The after life of the believer is most powerfully expressed by those who have faced death and shared with us their expectations and experiences. When Stephen was being stoned for his testimony to Christ he said, “I see heaven open and the Son of Man standing at the right hand of God” (Acts 7:56). As he breathed his last he prayed two prayers: “Lord Jesus, receive my spirit,” and “Lord, do not hold this sin against them” and then “fell asleep” (7:59,60). In so doing he gave us two expectations for what will happen to us when we die.
At death, because our spirits are separated from our bodies, and “the body without the spirit is dead” (James 2:26), our bodies, in Christian parlance, fall asleep. When Jesus was ready to raise the ruler’s daughter back to life (Matthew 9:23-25), he told the mourners, “The girl is not dead but asleep.” By this he was describing the temporary nature of the death of the body and that it was about to be resuscitated. This foreshadows the resurrection of the body for believers. It is not our souls that are asleep, as the Jehovah’s Witnesses teach, but our bodies.
Paul explains in 2 Corinthians 5:1-10 that our bodies are like tents housing our spirits. Our spirits have another home in heaven when this one is “destroyed” and so we know
that as long as we are at home in the body we are away from the Lord….We are confident…and would prefer to be away from the body and at home with the Lord. So we make it our goal to please him, whether we are at home in the body or away from it. (verses 6-9)
If we, at death, are absent from the body and with the Lord, then where do our spirits go at death? To heaven! Paul told the Philippians, “For to me, to live is Christ and to die is gain” (1:21). How could it be gain? He explained, “I desire to depart and to be with Christ, which is better by far” (1:23). Like Stephen, when our bodies “fall asleep” our spirits are received by Jesus in heaven and we begin a new level of existence free from the sin nature, not because we are free from our bodies, but because we are in the presence of the living Christ. As the writer to the Hebrews puts it, we “have come…to the spirits of righteous men made perfect” (12:23).

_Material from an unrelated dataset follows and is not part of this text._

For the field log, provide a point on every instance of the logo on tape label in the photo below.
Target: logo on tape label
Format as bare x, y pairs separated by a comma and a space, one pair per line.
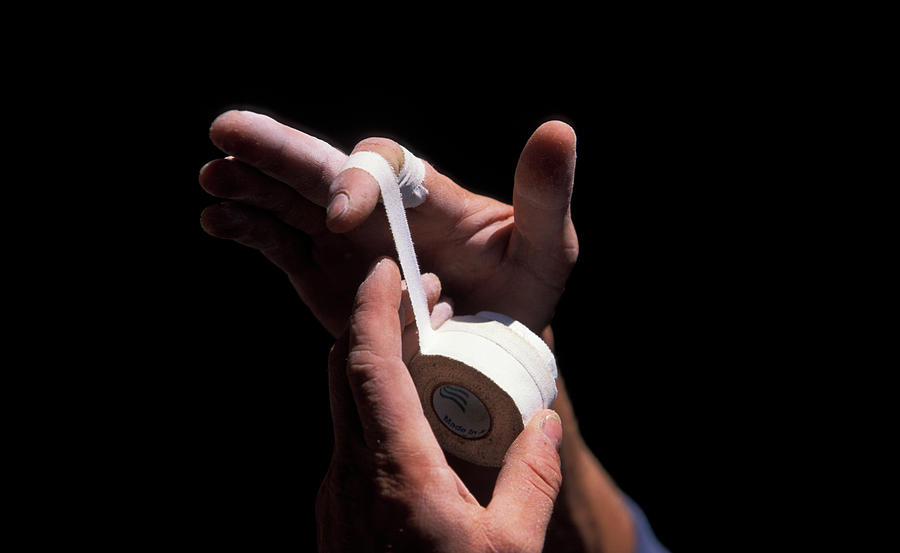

If this is the promise we have on dying, we too may call out with our last breath, “Lord Jesus, receive my spirit.” We don’t need to fear the consequences of our death. The process of our bodies “going to sleep” is often painful and depressing, but the prospect of being with Jesus is part of what removes the “sting of death” (1 Corinthians 15:56). Separation of our spirits from our bodies does not, as is the case with unbelievers, mean that we are separated from God. Instead, the level of closeness we have had with Christ here takes a quantum leap when we die. The connection becomes even more immediate and realized. The One we have loved having not seen (1 Peter 1:8), who yet has brought us “inexpressible and glorious joy,” will fill our lives even more when we see him face to face.